Thank you. Why is it better to sell them as wethers? We had trouble finding a buck in our area last year for breeding our does, so I assumed that it would be better to sell as bucks, that maybe others were needing them also. But I've read that selling as wethers is better in a few places now and I'm not sure why.


----------



## toth boer goats (Jul 20, 2008)

You don't need to whether them if you are wanting to sell them as breeders. It is up to you on how you want to do it, but yeah, sell them and use the money for feed or meds ect. If your area is hard to find Sire's, that is a good way to sell them. Or maybe trade someone for a herdsire, for your does.


----------



## SalteyLove (Jun 18, 2011)

It really depends on your situation. Really, we as goat breeders, only want the very very best bucks to remain as bucks so that the market isn't flooded with poor quality breeding animals. That is why some breeders will wether and sell males as pets/companion animals/meat etc. If breeding bucks are difficult to find in your area, then you can consider leaving them intact. But I would make sure they don't have any significant genetic flaws: bad teat structure, parrot mouth, wry face, etc. If you leave them intact, you'll have to separate them from the does and doelings around 12 weeks old.


----------



## lottsagoats1 (Apr 12, 2014)

Here is what I do:

I advertise my kids for sale early on, even dam raised ones. I advertise the males as bucks, but say I will wether if the buyers wants. That way I leave it up to the person buying. I have 1 price for purebred/registered bucks who have what they need to be a good herd sire, and another price for unregistered bucks or wethers. Almost all of my unregistered bucks leave as wethers. If they don't sell by the time they are 3 months old, I call a dealer and he buys those that are left. The dealers around here prefer to buy bucklings rather than wethers. That is why I do not automatically wether the grade bucklings. Three months is when I ship because I don't trust them with the does after that age as bucks. I do not have a lot of room for the goats, so if they can't be in the pen with the doe herd, they need to leave.

I keep 2 bucklings (as wethers) to raise for meat. They stay with mom and the herd until they are crated to head to freezer camp at 6 or 7 months of age. They get the same treatment all the other kids get-disbudded, cocci prevention, de-wormings, vaccines etc.


----------



## NyGoatMom (Jan 26, 2013)

We also send at least 2-3 to freezer camp....and wether them so we have no worries.
I'd say unless they are good solid structure and good examples of their breeds~ I'd wether them.
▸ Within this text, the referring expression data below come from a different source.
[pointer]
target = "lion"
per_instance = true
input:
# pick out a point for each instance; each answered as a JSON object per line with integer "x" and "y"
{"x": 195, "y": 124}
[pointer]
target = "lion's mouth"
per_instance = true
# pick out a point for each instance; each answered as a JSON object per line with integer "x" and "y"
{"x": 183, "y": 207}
The reality is the boys a lot of times get sold for meat,. regardless of being wethered or not
Not saying you have to but it might take more work and time to get them sold for "pets". People do it though  Good luck!


----------



## nigies4ever (Sep 19, 2012)

Don't have too much to say here, but figured I'd put in my 2 cents 

There are a looott of mediocre bucks in the world already...too many. By no means am I saying your animals aren't quality (I'm sure they are), but just that only the most superior bucklings should be left intact. If your area has nobody to breed to, I could see the value in selling maybe 1 as a stud...however, an intact buck can do a lot of damage in the wrong hands. (too many babies and not enough care)

This is just my opinion..take it with a grain of salt.


----------



## toth boer goats (Jul 20, 2008)

We haven't heard from sask820205. 

But we all said a mouth full, LOL.
It is up to each breeder on what they want to do, we put our advice out there and all is good. :-D

Good luck in what ever you decide sask820205.


----------



## sask820205 (Mar 22, 2015)

I've been busy and I don't always get time to sit down and respond, but I have been reading the posts and I appreciate the advice. 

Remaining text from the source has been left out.